Es erschien mir so simpel: Beim Schreiben meines Artikels über meine CO2-Bilanz gewann ich den Eindruck, dass über den Abschluss eines Ökostromtarifs ganz einfach und schnell der eigene Fußabdruck erheblich grüner wird. Zwei Klicks und fertig. Naja, sagen wir, dass es teils stimmt. Eine grobe Vorstellung von der Funktionsweise der Ökostromtarife und den Besonderheiten in Deutschland mit dem EEG, dem Erneuerbare-Energien-Gesetz, hatte ich durchaus. Die ein oder andere Bildungslücke habe ich jedoch mit Erstaunen geschlossen. Meine neuen Erkenntnisse zur Wahl eines Ökostromtarifs will ich dir natürlich nicht vorenthalten. Los geht’s!
Das EEG – Ökostrom per Gesetz
Das Gute vorab: Erneuerbare Energien, also konkret Windkraft, Solarkraft, Wasserkraft, Erdwärme und Biomasse, haben laut Frauenhofer Institut im ersten Halbjahr 2020 ganze 55,8% des Gesamtstrommixes in Deutschland ausgemacht. Ein neuer Rekordwert!
Möglich ist das Ganze nicht, weil so viele Bundesbürger hochmotiviert einen Ökostromtarif gewählt haben, sondern aufgrund des Erneuerbare-Energien-Gesetzes (EEG). Dieses trat erstmals im Jahr 2000 in Kraft mit dem Ziel, Strom aus regenerativen Quellen zu fördern. Damals war dieser noch komplett unrentabel und kaum etabliert. Mittlerweile hat sich das stark verändert, wie oben genannte Zahl zeigt.

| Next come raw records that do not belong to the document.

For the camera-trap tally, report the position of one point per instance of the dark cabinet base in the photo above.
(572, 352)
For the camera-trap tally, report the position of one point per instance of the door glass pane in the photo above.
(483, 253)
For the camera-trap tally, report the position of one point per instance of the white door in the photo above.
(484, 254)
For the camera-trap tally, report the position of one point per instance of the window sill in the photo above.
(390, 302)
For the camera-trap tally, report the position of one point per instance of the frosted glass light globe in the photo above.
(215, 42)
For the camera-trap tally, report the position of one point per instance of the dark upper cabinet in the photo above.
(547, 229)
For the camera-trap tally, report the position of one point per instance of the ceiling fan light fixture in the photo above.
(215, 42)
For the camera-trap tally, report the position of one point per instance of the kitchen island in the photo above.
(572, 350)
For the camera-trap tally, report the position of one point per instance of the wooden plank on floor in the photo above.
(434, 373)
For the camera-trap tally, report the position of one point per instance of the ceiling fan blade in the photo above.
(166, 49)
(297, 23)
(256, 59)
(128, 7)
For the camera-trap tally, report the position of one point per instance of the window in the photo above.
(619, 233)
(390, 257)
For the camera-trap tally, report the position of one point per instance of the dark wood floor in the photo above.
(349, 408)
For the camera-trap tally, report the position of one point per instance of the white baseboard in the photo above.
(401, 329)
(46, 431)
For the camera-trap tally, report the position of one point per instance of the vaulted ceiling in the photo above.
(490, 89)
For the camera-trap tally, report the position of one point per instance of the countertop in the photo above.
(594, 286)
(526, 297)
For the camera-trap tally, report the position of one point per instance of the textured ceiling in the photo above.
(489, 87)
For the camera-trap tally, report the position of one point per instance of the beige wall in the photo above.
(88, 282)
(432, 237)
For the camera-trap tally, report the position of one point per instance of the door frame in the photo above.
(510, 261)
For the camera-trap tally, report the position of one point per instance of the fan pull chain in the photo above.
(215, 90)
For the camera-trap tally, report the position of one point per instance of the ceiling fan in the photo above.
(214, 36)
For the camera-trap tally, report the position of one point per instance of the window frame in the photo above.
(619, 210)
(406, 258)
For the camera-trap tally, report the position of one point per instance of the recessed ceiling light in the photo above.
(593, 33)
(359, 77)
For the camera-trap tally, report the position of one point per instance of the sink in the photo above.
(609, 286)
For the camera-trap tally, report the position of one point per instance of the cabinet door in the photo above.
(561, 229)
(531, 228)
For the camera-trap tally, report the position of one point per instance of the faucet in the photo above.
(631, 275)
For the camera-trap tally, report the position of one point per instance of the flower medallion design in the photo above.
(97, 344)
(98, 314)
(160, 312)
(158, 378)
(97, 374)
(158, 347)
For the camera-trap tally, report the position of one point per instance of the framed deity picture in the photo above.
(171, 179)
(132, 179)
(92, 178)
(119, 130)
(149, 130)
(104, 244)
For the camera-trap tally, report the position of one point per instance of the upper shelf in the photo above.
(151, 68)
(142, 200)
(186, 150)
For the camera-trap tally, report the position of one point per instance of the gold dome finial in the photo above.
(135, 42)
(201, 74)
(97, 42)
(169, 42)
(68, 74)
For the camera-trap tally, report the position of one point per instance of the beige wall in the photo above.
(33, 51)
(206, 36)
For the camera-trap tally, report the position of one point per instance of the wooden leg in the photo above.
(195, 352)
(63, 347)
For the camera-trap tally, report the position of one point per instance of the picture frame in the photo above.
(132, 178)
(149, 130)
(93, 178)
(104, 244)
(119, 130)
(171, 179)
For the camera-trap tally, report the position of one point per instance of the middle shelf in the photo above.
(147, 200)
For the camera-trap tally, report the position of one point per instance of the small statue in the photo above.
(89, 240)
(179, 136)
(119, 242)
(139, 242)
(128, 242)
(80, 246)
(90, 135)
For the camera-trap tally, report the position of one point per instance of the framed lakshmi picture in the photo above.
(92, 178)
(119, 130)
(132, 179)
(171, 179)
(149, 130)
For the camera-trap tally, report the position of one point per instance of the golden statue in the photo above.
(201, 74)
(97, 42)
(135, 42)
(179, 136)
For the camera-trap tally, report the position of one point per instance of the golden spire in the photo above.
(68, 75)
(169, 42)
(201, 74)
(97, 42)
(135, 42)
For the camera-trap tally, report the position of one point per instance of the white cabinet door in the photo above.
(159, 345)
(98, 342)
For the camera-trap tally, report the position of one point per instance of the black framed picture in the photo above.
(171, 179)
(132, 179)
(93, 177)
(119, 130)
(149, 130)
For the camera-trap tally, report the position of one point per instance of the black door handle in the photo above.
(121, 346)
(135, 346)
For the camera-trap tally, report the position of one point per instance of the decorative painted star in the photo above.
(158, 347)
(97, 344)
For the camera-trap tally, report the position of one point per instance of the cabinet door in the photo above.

Derzeit ist die neue EEG Novelle 2021 in Arbeit. Die letzte Novelle des EEG im Jahr 2017 beinhaltete folgende konkrete Zielvorgaben zum Ausbau der Erneuerbaren Energien:
- im Jahr 2025 sollen diese 40-45%,
- im Jahr 2035 ganze 55-60%
- und im Jahr 2025 mindestens 80% des Stroms ausmachen.
Ein zentrales Element des EEG ist die sogenannte EEG-Umlage. Diese finanziert den Ausbau der erneuerbaren Energien und ist durch alle Stromverbraucher*innen zu bezahlen. Sie schlägt sich als Teil des Strompreises nieder. Für 2020 liegt diese bei 6,756 ct/kWh. Somit fördert jede*r, ob gewollt oder nicht, Ökostrom.
So weit, so gut. Und was sind jetzt diese Ökostromtarife?
Der Unterschied zum Ökostromtarif
Ökostromtarife sind Stromtarife, die dir 100% Ökostrom garantieren. Das bedeutet allerdings nicht, dass der Strom den du vebrauchst aus dem Windpark nebenan kommt. Generell ist im Stromnetz erstmal ein bunter Mix aus allem, da lässt sich überhaupt nicht differenzieren, wer den Strom erzeugt hat. Wie kann dir also dein Ökostromanbieter 100% Ökostrom garantieren?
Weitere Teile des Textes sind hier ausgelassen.